(5.)
WHITE AND BLUE ICE.
At its origin then a glacier is snow—at its lower extremity it is ice. The blue blocks that arch the source of the Arveiron were once powdery snow upon the slopes of the Col du Géant. Could our vision penetrate into the body of the glacier, we should find that the change from white to blue essentially consists in the gradual expulsion of the air which was originally entangled in the meshes of the fallen snow. Whiteness always results from the intimate and irregular mixture of air and a transparent solid; a crushed diamond would resemble snow; if we pound the most transparent rock-salt into powder we have a substance as white as the whitest culinary salt; and the colourless glass vessel which holds the salt would also, if pounded, give a powder as white as the salt itself. It is a law of light that in passing from one substance to another possessing a different power of refraction, a portion of it is always reflected. Hence when light falls upon a transparent solid mixed with air, at each passage of the light from the air to the solid and from the solid to the air a portion of it is reflected; and, in the case of a powder, this reflection occurs so frequently that the passage of the light is practically cut off. Thus, from the mixture of two perfectly transparent substances, we obtain an opaque one; from the intimate mixture of air and water we obtain foam; clouds owe their opacity to the same principle; and the condensed steam of a locomotive casts a shadow upon the fields adjacent to the line, because the sunlight is wasted in echoes at the innumerable limiting surfaces of water and air.
AIR-BUBBLES IN ICE.
The snow which falls upon high mountain-eminences has often a temperature far below the freezing point of water. Such snow is dry, and if it always continued so the formation of a glacier from it would be impossible. The first action of the summer's sun is to raise the temperature of the superficial snow to 32°, and afterwards to melt it. The water thus formed percolates through the colder mass underneath, and this I take to be the first active agency in expelling the air entangled in the snow. But as the liquid trickles over the surfaces of granules colder than itself it is partially deposited in a solid form on these surfaces, thus augmenting the size of the granules, and cementing them together. When the mass thus formed is examined, the air within it is found as round bubbles. Now it is manifest that the air caught in the irregular interstices of the snow can have no tendency to assume this form so long as the snow remains solid; but the process to which I have referred—the saturation of the lower portions of the snow by the water produced by the melting of the superficial portions—enables the air to form itself into globules, and to give the ice of the névé its peculiar character. Thus we see that, though the sun cannot get directly at the deeper portions of the snow, by liquefying the upper layer he charges it with heat, and makes it his messenger to the cold subjacent mass.

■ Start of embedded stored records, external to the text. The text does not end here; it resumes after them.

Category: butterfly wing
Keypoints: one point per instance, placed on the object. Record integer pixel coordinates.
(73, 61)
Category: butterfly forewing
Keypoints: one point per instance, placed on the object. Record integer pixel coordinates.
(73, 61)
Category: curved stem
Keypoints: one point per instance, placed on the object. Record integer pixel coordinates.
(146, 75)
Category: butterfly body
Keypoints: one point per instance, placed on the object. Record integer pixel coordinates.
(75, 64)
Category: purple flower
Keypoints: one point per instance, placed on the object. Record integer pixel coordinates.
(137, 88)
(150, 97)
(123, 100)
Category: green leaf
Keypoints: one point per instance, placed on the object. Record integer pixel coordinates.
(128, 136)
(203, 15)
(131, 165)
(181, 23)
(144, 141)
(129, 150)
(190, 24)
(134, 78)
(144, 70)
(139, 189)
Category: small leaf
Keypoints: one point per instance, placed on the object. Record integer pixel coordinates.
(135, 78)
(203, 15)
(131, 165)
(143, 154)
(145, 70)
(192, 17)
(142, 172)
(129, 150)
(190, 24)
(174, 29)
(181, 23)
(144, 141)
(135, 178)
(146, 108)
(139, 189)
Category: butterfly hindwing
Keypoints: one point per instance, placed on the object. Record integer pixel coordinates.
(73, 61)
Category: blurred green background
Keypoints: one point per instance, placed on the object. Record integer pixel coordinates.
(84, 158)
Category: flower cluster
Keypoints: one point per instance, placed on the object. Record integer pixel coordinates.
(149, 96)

The frost of the succeeding winter may, I think, or may not, according to circumstances, penetrate through this layer, and solidify the water which it still retains in its interstices. If the winter set in with clear frosty weather, the penetration will probably take place; but if heavy snow occur at the commencement of winter, thus throwing a protective covering over the névé, freezing to any great depth may be prevented. Mr. Huxley's idea seems to be quite within the range of possibility, that water-cells may be transmitted from the origin of the glacier to its end, retaining their contents always liquid.
SNOW PRESSED TO ICE.
It was formerly supposed, and is perhaps still supposed by many, that the snow of the mountains is converted into the ice of the glacier by the process of saturation and freezing just indicated. But the frozen layer would not yet resemble glacier ice; it is only at the deeper portions of the névé that we find an approximation to the true ice of the glacier. This brings us to the second great agent in the process of glacification, namely, pressure. The ice of the névé at 32° may be squeezed or crushed with extreme facility; and if the force be applied slowly and with caution, the yielding of the mass may be made to resemble the yielding of a plastic body. In the depths of the névé, where each portion of the ice is surrounded by a resistant mass, rude crushing is of course out of the question. The layers underneath yield with extreme slowness to the pressure of the mass above them; they are squeezed, but not rudely fractured; and even should rude fracture occur, the ice, as shall subsequently be shown, possesses the power of restoring its own continuity. Thus, then, the lower portions of the névé are removed by pressure more and more from the condition of snow, the air-bubbles which give to the névé-ice its whiteness are more and more expelled, and this process, continued throughout the entire glacier, finally brings the ice to that state of magnificent transparency which we find at the termination of the glacier of Rosenlaui and elsewhere. This is all capable of experimental proof. The Messrs. Schlagintweit compressed the snow of the névé to compact ice; and I have myself frequently obtained slabs of ice from snow in London.